Such is the level of education in that beautiful little
town.
They were taught by their teachers that they were on a
charitable mission to raise money to plant olive trees. When asked if they were
sure that their money would not go to fund Palestinian terrorists their answer
was, shockingly, “What have they done to you? They are only against Jews.
Jews are evil.”
They did not know that the questioner was Sarah Honig, an
Israeli Jew, and a journalist with the Jerusalem Post, who has experienced
Palestinian terrorism.
So let me raise this suggestion. If Irish teachers wish
to instill in their students an Israeli boycott they should lead by personal
example. May I suggest that all Irish teachers throw away their computers,
laptops, Apple apps, and cell phones? All operate by virtue of an Israeli
educational system that not only nurtures the free flow of ideas, including
expression across the wide spectrum of political opinion, it teaches individual
and collective initiative and innovation that gives the world the wonders of
our tech-age, as well as the universal benefits in science, medicine, and
agriculture that is turning back starvation and disease.

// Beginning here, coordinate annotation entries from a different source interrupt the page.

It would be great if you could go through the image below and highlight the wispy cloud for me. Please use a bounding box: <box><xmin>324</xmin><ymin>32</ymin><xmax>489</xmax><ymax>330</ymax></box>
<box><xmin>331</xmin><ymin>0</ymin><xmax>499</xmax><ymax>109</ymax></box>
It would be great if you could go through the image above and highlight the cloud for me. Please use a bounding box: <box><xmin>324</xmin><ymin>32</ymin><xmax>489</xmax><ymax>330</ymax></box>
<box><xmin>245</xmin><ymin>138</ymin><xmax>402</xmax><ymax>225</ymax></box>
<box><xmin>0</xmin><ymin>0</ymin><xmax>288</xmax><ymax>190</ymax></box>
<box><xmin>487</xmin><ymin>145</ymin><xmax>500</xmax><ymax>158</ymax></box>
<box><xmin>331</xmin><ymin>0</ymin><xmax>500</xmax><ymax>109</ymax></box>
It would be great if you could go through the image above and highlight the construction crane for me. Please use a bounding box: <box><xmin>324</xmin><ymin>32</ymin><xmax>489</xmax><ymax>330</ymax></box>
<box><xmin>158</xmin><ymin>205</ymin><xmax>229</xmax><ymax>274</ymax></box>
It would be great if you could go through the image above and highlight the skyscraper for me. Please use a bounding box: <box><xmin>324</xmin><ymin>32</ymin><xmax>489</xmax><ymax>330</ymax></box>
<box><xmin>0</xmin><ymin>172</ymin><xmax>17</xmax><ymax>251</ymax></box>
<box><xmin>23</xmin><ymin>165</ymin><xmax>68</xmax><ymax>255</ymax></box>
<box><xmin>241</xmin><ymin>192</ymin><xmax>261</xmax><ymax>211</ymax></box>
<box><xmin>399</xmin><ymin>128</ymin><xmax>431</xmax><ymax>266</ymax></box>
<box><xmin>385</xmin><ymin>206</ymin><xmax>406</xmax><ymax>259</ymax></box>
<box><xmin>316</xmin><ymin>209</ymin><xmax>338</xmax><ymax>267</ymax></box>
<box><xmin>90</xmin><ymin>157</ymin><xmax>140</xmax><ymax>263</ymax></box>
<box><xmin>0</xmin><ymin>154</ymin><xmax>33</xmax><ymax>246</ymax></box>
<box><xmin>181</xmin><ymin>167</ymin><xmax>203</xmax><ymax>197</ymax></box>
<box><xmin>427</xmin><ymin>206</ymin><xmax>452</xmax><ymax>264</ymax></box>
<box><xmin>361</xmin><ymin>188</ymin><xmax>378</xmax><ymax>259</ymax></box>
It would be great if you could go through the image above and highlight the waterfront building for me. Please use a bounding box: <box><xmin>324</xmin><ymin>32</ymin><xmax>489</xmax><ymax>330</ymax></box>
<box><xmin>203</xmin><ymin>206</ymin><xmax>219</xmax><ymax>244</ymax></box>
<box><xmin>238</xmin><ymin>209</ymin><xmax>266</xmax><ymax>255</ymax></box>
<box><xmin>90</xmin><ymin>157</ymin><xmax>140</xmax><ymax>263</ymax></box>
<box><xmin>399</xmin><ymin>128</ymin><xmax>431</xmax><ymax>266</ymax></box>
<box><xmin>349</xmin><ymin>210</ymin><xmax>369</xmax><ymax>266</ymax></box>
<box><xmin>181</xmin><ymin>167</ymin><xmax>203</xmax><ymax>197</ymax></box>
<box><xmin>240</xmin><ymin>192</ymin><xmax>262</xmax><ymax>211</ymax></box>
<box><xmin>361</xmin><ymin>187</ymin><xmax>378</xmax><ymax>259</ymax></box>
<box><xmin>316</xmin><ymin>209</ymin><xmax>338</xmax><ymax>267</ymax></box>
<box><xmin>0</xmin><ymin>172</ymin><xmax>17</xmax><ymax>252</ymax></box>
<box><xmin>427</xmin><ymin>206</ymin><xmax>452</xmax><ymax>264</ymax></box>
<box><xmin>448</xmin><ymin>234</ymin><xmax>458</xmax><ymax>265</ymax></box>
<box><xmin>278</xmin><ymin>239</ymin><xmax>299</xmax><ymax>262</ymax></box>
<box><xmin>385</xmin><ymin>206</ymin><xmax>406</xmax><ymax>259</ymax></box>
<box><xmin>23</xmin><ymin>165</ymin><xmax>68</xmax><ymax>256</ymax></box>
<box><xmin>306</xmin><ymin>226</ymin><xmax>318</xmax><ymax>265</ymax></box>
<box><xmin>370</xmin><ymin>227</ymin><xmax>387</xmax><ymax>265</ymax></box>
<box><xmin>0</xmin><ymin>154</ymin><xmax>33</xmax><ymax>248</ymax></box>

Their communication equipment, with which they teach and
relate to the outside world, operates with Israeli ingenuity, a result of our
teaching profession.
So, come on Irish teachers, show your students your
commitment to your cause. Trash your computers and phones, lest you be called a
hypocrite.
If it’s teaching that the boycott is all about then Irish
teachers are advised to examine a Palestinian educational system that teaches
children to hate Jews. Echoes of this seem to have reached Cahersiveen.
It also teaches young minds to incitement to violence,
that Israel has no right to exist, and the falsehood of a Palestinian history. This
is what the TUI is supporting.
The Palestinian leadership stifles opposing voices of
protest. They imprison teachers and journalists who challenge the corrupt,
violent, and failing leadership of a rejectionism of Israel that leaves the
Palestinian Arabs with little hope of political progress.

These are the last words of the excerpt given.